L’Hebdo-Blog : Il pourrait paraître étonnant, alors que notre champ est engagé, à la suite de l’enseignement de Jacques-Alain Miller, dans l’étude du tout dernier Lacan, de faire un retour[1] au Séminaire IV qui pourrait apparaître comme classique, tourné vers le rôle du symbolique, celui du phallus également, notamment dans la dialectique entre l’être et l’avoir, dans le lien entre la mère et l’enfant.
Pouvez-vous nous expliquer comment l’idée vous en est venue, et, sans dévoiler le contenu de votre enseignement, en quoi ce séminaire est « déjà un séminaire sur la jouissance », pour reprendre les mots de votre argument, et comment le corréler au manque d’objet et à la question du désir ?

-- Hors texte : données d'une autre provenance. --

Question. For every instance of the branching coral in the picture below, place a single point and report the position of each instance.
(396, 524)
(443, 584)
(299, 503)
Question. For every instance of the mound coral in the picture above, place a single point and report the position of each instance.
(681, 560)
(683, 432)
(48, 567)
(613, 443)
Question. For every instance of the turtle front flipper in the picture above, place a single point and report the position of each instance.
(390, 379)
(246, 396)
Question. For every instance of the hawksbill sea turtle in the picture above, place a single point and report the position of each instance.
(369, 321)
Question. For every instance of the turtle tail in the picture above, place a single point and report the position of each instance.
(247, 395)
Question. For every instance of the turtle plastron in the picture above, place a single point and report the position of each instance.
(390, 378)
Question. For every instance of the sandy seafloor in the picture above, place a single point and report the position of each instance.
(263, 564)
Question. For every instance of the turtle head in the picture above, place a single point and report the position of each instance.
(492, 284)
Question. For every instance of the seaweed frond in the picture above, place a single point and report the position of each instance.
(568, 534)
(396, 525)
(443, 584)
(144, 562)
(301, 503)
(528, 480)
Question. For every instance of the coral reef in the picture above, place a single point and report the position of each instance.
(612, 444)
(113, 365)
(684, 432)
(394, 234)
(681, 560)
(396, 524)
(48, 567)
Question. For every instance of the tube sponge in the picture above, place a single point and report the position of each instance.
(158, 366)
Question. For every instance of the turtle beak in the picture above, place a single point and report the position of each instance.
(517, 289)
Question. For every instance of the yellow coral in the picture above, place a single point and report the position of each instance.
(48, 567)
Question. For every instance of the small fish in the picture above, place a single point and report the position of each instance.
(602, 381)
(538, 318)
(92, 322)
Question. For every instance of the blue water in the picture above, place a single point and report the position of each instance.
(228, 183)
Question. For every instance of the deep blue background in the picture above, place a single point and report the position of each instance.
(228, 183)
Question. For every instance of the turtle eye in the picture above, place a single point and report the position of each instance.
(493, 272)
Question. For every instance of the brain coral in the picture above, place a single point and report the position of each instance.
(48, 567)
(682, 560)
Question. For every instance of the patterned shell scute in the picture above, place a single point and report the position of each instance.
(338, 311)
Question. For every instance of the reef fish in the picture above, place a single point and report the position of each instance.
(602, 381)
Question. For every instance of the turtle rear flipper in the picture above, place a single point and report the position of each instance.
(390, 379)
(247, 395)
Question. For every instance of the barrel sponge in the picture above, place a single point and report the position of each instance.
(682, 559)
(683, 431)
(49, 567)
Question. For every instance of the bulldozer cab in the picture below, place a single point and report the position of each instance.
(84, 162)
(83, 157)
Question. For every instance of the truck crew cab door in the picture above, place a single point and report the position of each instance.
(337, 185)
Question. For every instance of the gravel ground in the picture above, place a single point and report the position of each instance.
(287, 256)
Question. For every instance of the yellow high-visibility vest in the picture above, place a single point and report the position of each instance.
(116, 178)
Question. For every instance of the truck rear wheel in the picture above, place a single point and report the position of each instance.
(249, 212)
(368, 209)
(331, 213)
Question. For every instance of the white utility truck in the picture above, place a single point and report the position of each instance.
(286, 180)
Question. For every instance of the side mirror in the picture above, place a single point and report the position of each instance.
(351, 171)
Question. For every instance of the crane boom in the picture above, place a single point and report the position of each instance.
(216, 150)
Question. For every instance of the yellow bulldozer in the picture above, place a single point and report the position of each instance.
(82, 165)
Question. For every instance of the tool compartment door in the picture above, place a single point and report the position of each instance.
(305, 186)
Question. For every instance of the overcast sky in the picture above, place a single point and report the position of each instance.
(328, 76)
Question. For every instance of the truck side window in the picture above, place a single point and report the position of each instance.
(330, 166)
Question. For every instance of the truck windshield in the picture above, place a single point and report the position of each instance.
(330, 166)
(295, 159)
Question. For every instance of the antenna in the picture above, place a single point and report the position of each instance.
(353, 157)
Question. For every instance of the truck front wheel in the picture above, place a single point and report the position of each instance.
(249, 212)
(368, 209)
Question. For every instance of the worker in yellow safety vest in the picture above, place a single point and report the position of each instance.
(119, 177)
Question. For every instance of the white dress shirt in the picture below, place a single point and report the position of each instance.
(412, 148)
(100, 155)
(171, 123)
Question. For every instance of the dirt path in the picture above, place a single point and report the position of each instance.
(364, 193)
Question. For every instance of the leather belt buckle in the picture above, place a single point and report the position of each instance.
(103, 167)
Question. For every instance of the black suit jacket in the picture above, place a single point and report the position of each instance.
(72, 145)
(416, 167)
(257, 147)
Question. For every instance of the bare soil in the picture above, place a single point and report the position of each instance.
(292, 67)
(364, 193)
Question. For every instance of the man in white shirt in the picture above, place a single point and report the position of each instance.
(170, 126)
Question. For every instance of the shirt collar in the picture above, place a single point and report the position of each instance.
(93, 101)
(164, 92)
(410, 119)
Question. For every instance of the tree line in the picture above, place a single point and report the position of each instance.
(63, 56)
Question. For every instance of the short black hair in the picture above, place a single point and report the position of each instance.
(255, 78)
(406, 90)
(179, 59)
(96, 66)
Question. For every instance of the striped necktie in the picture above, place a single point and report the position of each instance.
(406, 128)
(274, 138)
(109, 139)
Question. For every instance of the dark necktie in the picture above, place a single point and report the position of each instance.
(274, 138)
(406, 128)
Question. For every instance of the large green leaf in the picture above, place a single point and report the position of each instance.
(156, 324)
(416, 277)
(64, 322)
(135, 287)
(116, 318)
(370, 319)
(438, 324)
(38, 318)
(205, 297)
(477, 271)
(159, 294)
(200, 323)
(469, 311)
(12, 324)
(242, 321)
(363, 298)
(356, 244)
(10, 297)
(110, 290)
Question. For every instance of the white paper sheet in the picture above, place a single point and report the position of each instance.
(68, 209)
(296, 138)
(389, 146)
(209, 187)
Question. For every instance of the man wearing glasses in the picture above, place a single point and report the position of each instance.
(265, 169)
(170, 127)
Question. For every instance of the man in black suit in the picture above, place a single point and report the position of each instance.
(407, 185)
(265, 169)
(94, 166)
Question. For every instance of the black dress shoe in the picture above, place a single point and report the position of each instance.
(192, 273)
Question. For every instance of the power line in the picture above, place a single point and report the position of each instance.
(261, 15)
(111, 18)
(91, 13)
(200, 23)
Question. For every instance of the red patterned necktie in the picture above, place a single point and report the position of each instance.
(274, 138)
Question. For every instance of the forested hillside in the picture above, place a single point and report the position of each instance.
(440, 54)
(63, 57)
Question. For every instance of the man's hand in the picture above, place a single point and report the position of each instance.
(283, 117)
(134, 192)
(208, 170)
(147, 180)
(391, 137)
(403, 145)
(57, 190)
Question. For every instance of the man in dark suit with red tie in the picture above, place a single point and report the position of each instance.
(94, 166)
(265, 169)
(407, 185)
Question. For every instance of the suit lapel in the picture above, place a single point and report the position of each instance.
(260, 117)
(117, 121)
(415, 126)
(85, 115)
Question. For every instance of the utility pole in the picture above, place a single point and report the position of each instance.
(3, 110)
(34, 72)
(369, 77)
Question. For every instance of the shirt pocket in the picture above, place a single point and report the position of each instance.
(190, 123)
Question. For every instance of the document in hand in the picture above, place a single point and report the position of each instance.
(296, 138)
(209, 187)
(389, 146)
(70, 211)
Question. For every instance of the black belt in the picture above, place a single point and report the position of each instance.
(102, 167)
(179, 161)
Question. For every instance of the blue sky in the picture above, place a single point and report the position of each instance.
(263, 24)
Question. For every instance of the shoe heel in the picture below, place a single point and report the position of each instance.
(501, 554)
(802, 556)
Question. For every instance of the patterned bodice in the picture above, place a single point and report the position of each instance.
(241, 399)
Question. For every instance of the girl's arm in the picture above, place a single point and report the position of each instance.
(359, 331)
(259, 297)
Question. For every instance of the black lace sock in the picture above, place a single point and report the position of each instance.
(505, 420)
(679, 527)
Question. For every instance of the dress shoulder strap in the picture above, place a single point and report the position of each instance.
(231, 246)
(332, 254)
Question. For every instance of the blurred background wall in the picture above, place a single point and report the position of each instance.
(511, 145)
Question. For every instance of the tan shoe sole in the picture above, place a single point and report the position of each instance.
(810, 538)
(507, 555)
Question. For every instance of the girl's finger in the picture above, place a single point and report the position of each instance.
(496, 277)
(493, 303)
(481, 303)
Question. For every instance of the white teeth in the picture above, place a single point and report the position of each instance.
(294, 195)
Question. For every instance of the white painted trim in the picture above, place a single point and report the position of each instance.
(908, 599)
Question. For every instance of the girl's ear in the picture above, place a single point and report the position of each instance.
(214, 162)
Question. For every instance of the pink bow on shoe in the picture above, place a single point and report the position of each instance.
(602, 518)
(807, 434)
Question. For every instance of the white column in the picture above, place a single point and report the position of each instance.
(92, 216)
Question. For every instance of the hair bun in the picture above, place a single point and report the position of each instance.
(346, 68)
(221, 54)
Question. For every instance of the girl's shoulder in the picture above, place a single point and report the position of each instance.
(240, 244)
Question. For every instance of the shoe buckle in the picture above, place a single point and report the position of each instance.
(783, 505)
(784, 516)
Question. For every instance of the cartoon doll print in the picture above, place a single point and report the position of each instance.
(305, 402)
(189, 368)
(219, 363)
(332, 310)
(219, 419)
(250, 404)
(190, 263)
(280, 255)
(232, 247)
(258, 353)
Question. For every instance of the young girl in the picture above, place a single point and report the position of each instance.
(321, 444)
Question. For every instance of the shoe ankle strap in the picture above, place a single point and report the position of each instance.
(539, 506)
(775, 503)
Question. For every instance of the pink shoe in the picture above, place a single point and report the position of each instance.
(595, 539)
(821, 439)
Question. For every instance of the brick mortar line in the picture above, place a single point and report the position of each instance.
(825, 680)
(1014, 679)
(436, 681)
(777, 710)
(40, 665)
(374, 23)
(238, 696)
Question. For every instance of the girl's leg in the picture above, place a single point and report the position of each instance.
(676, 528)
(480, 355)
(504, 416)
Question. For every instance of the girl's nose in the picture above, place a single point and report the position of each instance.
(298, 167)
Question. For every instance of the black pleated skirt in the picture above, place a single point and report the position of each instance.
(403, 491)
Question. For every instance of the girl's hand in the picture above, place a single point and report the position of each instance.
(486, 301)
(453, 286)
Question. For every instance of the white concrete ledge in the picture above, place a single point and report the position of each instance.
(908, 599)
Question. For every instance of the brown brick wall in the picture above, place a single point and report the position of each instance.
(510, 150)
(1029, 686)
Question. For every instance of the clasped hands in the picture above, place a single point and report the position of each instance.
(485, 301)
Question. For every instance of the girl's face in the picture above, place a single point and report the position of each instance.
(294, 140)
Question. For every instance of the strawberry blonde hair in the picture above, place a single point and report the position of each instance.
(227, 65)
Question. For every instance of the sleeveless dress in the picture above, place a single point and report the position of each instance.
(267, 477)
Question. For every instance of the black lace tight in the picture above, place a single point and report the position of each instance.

Pierre-Gilles Guéguen : Il est exact que Jacques-Alain Miller nous guide dans le dernier Lacan. Mais en même temps il s’agit pour nous de ne rien abandonner de Lacan et de ne pas se laisser séduire par un chronologisme qui n’aurait pas lieu d’être. Le dernier Lacan n’invalide en rien le premier. J’ai choisi le Séminaire IV sur la relation d’objet car il correspond à un moment très clinique de l’enseignement de Lacan où il commence à proposer les éléments d’une logification de la clinique, sans avoir encore complètement à sa disposition les outils que lui donneront bientôt la linguistique structurale, celle de Jakobson notamment.
Par ailleurs il nous oriente dans des cas véritablement complexes dans lesquels les frontières entre névrose, psychose et perversion sont poreuses. Ainsi par exemple en va-t-il du cas de la jeune homosexuelle, du cas de Sandy la jeune phobique, du cas de Hans tout spécialement, qu’il développe avec une inventivité inouïe. Mon ambition serait de pouvoir relire ce Lacan qui émerge alors de sa période de « retour à Freud », avec les outils que nous propose le Lacan d’après la césure de « Radiophonie », moment où il s’éloigne de sa période structuraliste
H.-B : En 1956, dans le Séminaire IV, Lacan avance et travaille dites-vous avec des concepts qui sont encore ceux de la psychanalyse de son époque. Il n’hésite pas à discuter les concepts de l’IPA, à partir de sa clinique. C’est un Lacan pragmatique, soulignez vous. Pouvez-vous nous en dire plus ? Avez-vous l’idée que ce pragmatisme est l’indice de son souci de cerner un réel dans l’expérience analytique, notamment sur la question de l’image et du narcissisme (vous évoquez la clinique contemporaine et « le renouveau des pathologies nécessitant un « raboutage » de l’imaginaire ») ?
P.-G. G. : Certainement. C’est justement l’objet d’une lecture rétroactive (Nachträlich) : nous pouvons relire ce Séminaire avec les concepts apportés ultérieurement notamment ceux de jouissance et de réel. Au passage nous nous servirons de ce que le cours de J.-A. Miller et les recherches d’UFORCA nous permettent de mieux appréhender aujourd’hui. Alors qu’on voit une certaine clinique s’égarer dans des inventions du type « pervers narcissiques », alors que le DSM s’effondre, nous sommes mieux à même grâce au dernier Lacan et notamment à partir du séminaire sur Joyce de savoir que l’image de la bonne forme ne résout pas toutes les questions cliniques. Le livre publié par E. Laurent, L’envers de la biopolitique nous est également d’un précieux recours sur ce point et bien d’autres.
H.-B. : Le séminaire IV est en somme un séminaire très actuel, pouvez-vous nous dire en quoi il anticipe en particulier sur les questions contemporaines concernant la famille ?
P.-G. G. : Ce qui est actuel c’est la clinique. Ce qui est passionnant dans ce Séminaire c’est que Lacan n’évite aucune des difficultés qui se présentent tant dans la définition de l’objet ou dans la reconsidération de l’amour, que dans la remise à jour de la question de la perversion et du fétichisme. Loin de répéter Freud, il creuse au contraire les paradoxes que Freud lui-même avoue à la fin de sa vie ne pas avoir résolus, concernant notamment la castration. Bien évidemment la famille en tant qu’idéal social de l’époque victorienne en prend un sacré coup. On peut dire que c’est une anticipation non seulement de Lacan mais de Freud lui même.
Je voudrais ajouter que la lecture de ce Séminaire est particulièrement destinée à ceux des plus novices qui l’abordent pour la première fois et les inviter à ne pas craindre de poser les questions qui leur viennent à l’esprit.